Michael Dirting in Nordwalde hat 3000 Schweine und seine Ställe schon lange eingezäunt und damit abgeriegelt. „Wir leben schon seit Jahren damit, dass es kommen kann“, sagt er. Mit „das“ meint der 42-Jährige die Schweinepest. Das Wort nimmt der Landwirt nicht in den Mund, spricht stattdessen immer von ASP.

In seine Ställe kommt niemand, der nicht zum Hof gehört. Ausnahme: der Tierarzt und der Viehhändler. Tierarzt und Viehhändler müssen sich aber, bevor sie in den Stall dürfen, komplett ausziehen, eine Schleuse passieren und dann hofeigene Kleidung inklusive Stiefel von Dirting anziehen. Die Landwirte sprechen vom Schwarz-Weiß-Bereich: „Dreckige“ Kleidung wird gegen saubere ausgetauscht.

Keine absolute Sicherheit

Trotz aller Vorsicht: „Absolute Sicherheit gibt es nicht“, bringt es Michael Dirting auf den Punkt. Das Virus übertrage sich extrem leicht. Es sitze noch Jahre in toten Kadavern, die in der Natur im Boden liegen. Ganz sicher sei er sich nicht, aber Mäuse und Katzen könnten das Virus wohl auch übertragen. Im Kot komme es vor, der an Reifen oder Schuhen kleben und so in die Ställe übertragen werden könnte.

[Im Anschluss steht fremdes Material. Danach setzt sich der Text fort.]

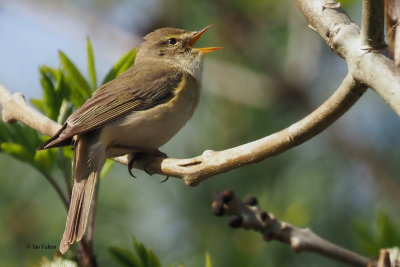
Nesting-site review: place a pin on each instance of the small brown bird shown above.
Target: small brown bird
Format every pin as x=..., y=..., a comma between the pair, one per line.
x=137, y=112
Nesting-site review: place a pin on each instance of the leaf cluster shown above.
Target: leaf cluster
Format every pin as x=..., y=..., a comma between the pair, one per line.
x=64, y=89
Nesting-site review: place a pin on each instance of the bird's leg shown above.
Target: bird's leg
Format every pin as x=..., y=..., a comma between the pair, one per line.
x=145, y=154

Ist ein Betrieb befallen, muss der gesamte Bestand – bei Familie Dirting wären es 3000 Tiere – innerhalb von 24 Stunden gekeult werden. Dann zahlt die Tierseuchenkasse. Aber die zahle nicht alles, was dann auf einen Landwirt zukommt. Der 42-jährige Nordwalder hat zudem eine Zusatzversicherung abgeschlossen – auch nicht erst jetzt. „Die kostet jährlich richtig viel.“

Wie reagiert der Markt?

Was den Landwirten darüber hinaus Sorge bereite, sei die Frage: „Wie reagiert der Markt?“, sagt Michael Dirting. „Wir hoffen, dass ASP keine Auswirkungen auf die Preise hat.“ Was jetzt schon in die Höhe geschnellt sei, seien die Futtermittelpreise: „Die waren noch nie so hoch wie jetzt.“ Er beziehe Futter nur aus der Nachbarschaft – um auch so das Risiko zu reduzieren, dass das Schweinepestvirus seinen Hof befällt.